TBD: Should NetarchiveSuite still allow the user to write to ARC-files?BR Comment: Probably not, as this will complicate the post-processing, and indexing facilities of NetarchiveSuit

Prerequisite: Implementation of Feature request #1643: Update Heritrix to version 1.14.3 This version of Heritrix includes a complete implementation of the WARC standard.

Tasks

Subtask 1: Replace the "ARCWriterProcesser" with "WARCWriterProcessor" in our Heritrix templates

Currently our harvest templates include the following piece of xml that configures Heritrix to write ARC files:

 <map name="write-processors">
      <newObject name="Archiver" class="org.archive.crawler.writer.ARCWriterProcessor">
        <boolean name="enabled">true</boolean>
        <newObject name="Archiver#decide-rules" class="org.archive.crawler.deciderules.DecideRuleSequence">
          <map name="rules">
          </map>
        </newObject>
        <boolean name="compress">false</boolean>
        <string name="prefix">netarkivet</string>
        <string name="suffix">${HOSTNAME}</string>
        <long name="max-size-bytes">100000000</long>
        <stringList name="path">
          <string>arcs</string>
        </stringList>
        <integer name="pool-max-active">5</integer>
        <integer name="pool-max-wait">300000</integer>
        <long name="total-bytes-to-write">0</long>
        <boolean name="skip-identical-digests">false</boolean>
      </newObject>
    </map>

By replacing this piece of xml with the following, you tell Heritrix to write WARC-files:

      <newObject name="WARCArchiver" class="org.archive.crawler.writer.WARCWriterProcessor">
        <boolean name="enabled">true</boolean>
        <newObject name="WARCArchiver#decide-rules" class="org.archive.crawler.deciderules.DecideRuleSequence">
          <map name="rules">
          </map>
        </newObject>
        <boolean name="compress">false</boolean>
        <string name="prefix">netarkivet</string>
        <string name="suffix">${HOSTNAME}</string>
        <long name="max-size-bytes">100000000</long>
        <stringList name="path">
          <string>warcs</string>
        </stringList>
        <integer name="pool-max-active">5</integer>
        <integer name="pool-max-wait">300000</integer>
        <long name="total-bytes-to-write">0</long>
        <boolean name="skip-identical-digests">false</boolean>
        <boolean name="write-requests">true</boolean>
        <boolean name="write-metadata">true</boolean>
        <boolean name="write-revisit-for-identical-digests">true</boolean>
        <boolean name="write-revisit-for-not-modified">true</boolean>
      </newObject>
    </map>

Estimated time: 2 MD

Subtask 2: Implement CDX-generating code, that also works for WARC-files.

The CDX generating code must work for both ARC and WARC files.
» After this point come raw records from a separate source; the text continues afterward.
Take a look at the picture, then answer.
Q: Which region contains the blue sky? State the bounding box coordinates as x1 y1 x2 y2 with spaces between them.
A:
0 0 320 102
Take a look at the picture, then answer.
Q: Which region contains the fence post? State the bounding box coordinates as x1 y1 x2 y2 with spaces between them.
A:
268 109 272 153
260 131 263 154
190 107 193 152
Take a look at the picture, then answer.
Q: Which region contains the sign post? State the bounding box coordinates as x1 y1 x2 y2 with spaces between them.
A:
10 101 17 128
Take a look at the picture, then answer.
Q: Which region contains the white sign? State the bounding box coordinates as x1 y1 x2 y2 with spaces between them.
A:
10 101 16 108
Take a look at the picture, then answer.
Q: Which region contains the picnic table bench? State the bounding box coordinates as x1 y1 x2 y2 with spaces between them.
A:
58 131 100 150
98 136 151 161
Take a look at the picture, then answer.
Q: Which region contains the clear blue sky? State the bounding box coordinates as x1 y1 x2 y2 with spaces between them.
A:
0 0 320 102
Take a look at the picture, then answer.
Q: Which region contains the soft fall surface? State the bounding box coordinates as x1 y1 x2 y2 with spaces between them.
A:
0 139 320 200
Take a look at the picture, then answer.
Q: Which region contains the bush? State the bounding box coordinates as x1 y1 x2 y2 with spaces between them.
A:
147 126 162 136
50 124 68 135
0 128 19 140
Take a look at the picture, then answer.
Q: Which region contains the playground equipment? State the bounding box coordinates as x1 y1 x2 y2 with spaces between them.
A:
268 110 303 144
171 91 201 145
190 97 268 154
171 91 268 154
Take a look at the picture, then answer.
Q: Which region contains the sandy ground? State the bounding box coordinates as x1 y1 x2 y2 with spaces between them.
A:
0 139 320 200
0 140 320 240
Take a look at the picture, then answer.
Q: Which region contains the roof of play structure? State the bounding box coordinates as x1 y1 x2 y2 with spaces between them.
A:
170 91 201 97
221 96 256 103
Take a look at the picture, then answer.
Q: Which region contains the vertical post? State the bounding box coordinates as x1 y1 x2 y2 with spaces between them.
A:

Currently the method dk.netarkivet.common.utils.cdx.ExtractCDX.generateCDX() ignores all files not ending with .arc. This method is used in the Harvest documentation phase to generate CDX-files for the arc-files coming from Heritrix

When generating a single CDX-entry for an URL request, information from several Warc-records is combined.

Note that Wayback already has code to make an CDX from WARC:

https://archive-access.svn.sourceforge.net/svnroot/archive-access/trunk/archive-access/projects/wayback/wayback-core/src/main/java/org/archive/wayback/resourcestore/indexer/

Estimated time: ? MD

Subtask 3: Extend our BatchJob framework to handle WARC-files on record level

Currently our Batch framework only handles ARCfiles on record level.

Currently we only have an abstract class handling ARCRecords(ARCBatchJob) with these concrete implementations:

ExtractCDXJob,
HarvestedUrlsForDomainBatchJob (also assumes crawl.log stored in ARC-file with URL "metadata://netarkivet.dk/crawl/logs/crawl.log")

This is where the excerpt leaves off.